23 April 2011

Easter Eve

The week ended in a manner I should have anticipated, given how it began. I spent 4 hours talking to 5 men who were talking over me about installing an HF radio. It is hard for people to accept that a young woman might know a thing or two. In the end I had to call over a UN technition, explain what my plans were (that I have been working on all week) and have him tell me I was exactly correct... THEN everyone agreed with HIM. I was pretty fed up. On top of it all, to prove I knew what I was talking about, I had out my iPhone, on which I recorded the whole thing being assembled by ClĂ©ment this time last week. In all of my distracted brilliance, I put my phone down on the very very magnetic black box of the heart of the antenna. iPhone down, forever.

Gone are the recordings of conversations I have had here that I was hoping to reference. Gone are photos I had yet to post. Gone are any hope of podcasts while in Ango. Gone are recordings of thunderstorms. Gone are games of Words With Friends with my parents and friends. Gone are my midnight news checkups when I cant sleep.
Gone. All gone.

Maybe it is better this way. Everything I brought with me to the Congo I knew I might loose to the Congo... just didn't expect it to be my own lame fault.

I contemplated taking a long shower at the end of today, after Skyping with (aka complaining to) my mom while everyone else played volleyball and left the broadband free for my use. Instead, I went out and sat next to the volleyball match, hoping some of the endorphins might waft over in my direction.

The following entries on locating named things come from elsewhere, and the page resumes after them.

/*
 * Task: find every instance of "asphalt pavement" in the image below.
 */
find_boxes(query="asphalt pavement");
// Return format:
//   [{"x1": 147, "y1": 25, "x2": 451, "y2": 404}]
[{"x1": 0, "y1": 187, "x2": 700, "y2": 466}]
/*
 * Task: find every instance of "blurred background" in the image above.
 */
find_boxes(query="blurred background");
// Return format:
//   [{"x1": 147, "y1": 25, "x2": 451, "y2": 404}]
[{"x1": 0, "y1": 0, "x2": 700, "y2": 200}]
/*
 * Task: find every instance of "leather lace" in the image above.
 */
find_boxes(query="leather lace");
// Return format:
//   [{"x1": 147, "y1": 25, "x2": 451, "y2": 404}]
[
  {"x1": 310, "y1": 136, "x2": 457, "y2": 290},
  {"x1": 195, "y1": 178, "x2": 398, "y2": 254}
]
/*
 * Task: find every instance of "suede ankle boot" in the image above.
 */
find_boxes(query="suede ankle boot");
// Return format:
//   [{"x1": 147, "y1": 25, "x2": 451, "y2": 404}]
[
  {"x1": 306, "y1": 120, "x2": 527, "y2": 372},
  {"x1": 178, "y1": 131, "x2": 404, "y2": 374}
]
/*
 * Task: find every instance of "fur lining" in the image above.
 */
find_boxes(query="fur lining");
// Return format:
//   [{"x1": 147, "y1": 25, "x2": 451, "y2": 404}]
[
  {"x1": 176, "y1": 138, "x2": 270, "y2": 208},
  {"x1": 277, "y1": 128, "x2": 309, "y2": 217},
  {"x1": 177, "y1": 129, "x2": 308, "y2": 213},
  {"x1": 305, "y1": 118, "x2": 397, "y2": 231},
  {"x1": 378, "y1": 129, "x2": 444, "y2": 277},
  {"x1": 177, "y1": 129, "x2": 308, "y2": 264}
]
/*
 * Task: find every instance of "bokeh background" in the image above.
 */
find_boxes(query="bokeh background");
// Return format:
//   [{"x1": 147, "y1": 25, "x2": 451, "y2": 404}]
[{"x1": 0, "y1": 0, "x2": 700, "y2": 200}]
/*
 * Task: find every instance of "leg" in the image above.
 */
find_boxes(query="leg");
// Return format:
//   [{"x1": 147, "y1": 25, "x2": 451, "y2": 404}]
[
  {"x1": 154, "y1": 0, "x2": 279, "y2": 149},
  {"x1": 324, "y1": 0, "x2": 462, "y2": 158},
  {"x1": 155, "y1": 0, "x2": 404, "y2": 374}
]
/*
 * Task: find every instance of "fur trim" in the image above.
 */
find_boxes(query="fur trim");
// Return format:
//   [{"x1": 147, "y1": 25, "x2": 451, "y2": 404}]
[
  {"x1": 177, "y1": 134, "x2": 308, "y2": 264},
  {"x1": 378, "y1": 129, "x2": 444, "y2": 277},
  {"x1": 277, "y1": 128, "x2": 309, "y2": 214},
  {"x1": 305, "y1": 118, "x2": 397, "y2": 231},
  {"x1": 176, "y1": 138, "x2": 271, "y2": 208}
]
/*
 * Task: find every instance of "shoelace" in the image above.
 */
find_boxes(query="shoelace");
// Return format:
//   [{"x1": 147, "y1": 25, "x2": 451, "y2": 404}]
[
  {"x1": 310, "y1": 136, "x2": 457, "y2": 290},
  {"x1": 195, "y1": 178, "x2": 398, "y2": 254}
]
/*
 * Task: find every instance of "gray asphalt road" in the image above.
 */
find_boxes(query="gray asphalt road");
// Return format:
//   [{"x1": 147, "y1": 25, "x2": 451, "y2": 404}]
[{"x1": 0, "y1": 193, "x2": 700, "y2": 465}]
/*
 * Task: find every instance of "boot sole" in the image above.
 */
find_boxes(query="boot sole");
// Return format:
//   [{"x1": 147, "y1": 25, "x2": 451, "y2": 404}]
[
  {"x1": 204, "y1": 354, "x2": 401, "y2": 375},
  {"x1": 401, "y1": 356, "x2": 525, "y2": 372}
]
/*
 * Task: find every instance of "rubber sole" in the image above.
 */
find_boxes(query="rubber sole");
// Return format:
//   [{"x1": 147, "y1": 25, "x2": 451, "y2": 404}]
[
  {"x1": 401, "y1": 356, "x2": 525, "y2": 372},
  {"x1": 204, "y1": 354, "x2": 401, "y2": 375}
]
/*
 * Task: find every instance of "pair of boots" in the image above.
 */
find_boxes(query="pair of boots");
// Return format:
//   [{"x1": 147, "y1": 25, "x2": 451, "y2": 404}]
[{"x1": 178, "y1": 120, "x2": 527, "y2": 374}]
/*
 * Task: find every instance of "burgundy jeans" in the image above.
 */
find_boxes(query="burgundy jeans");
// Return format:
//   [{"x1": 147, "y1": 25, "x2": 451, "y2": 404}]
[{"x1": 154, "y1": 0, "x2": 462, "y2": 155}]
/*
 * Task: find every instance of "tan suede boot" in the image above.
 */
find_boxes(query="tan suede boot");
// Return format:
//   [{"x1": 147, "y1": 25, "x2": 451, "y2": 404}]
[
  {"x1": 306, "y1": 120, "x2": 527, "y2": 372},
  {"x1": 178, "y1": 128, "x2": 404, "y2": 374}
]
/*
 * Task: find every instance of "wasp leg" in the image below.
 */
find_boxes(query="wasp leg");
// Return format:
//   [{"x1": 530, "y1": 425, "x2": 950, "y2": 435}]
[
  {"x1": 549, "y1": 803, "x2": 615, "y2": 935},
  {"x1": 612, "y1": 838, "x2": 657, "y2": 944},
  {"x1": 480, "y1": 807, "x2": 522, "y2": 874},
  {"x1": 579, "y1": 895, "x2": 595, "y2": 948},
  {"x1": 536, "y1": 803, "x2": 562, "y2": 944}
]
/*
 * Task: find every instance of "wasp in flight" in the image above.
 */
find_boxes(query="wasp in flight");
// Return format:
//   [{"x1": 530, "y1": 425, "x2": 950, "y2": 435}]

No endorphins wafted, but the children did... I counted 40 in a matter of minutes.

I made them all sit down, as they were kiiinda making me feel claustrophobic. I began to make rings with grass and toss it onto a stick I stuck into the ground. A few of the kids tried to play ring toss with me, but really, it didn't go over as well as I might have hoped. Mostly the kids just stared at me and ran when I extended my hand.
Eh, well, cant win em all... especially this week.


But tomorrow is Easter. I love Easter. It always feels like my own personal new year. A day to remember that I am indeed washed clean. That I am indeed under the watchful eye and protective hand of my God.

I have spent many Easters brunching on the beach, hiking mountains at sunrise, spending time staring at the horizon. Few Easters have I spent in church, well, in the buildings we refer to as churches. I don't quite know what to expect tomorrow. No horizons or beaches or mountains in the jungle. There are churches. Perhaps I will mix it up and go there.

The glory of it all is, no matter what, tomorrow will be an excellent day to remember that I am so fresh and so clean clean. That despite the battles that defeat me in an instant, in the end I have the victory. To remember that I am given strength for each new day by the One who knows exactly how much I will need. That His mercies are new every morning, which is good, because mine are not. I can remember (as I should daily) that I have every reason to declare God's loving kindness every morning and His faithfulness every night.

Happy Easter Eve

1 comment:

Valerie said...

Aww man! I pray for perfect peace for you Courtney and patience with people who don't realize your amazing intelligence and capabilities like we do!

Death to the iPhone! Oh Lord, is this the sacrifice you require of Courtney? heehee

LOVE YOU! I speak blessings over you this Easter-may your spirit be revived and resurrected!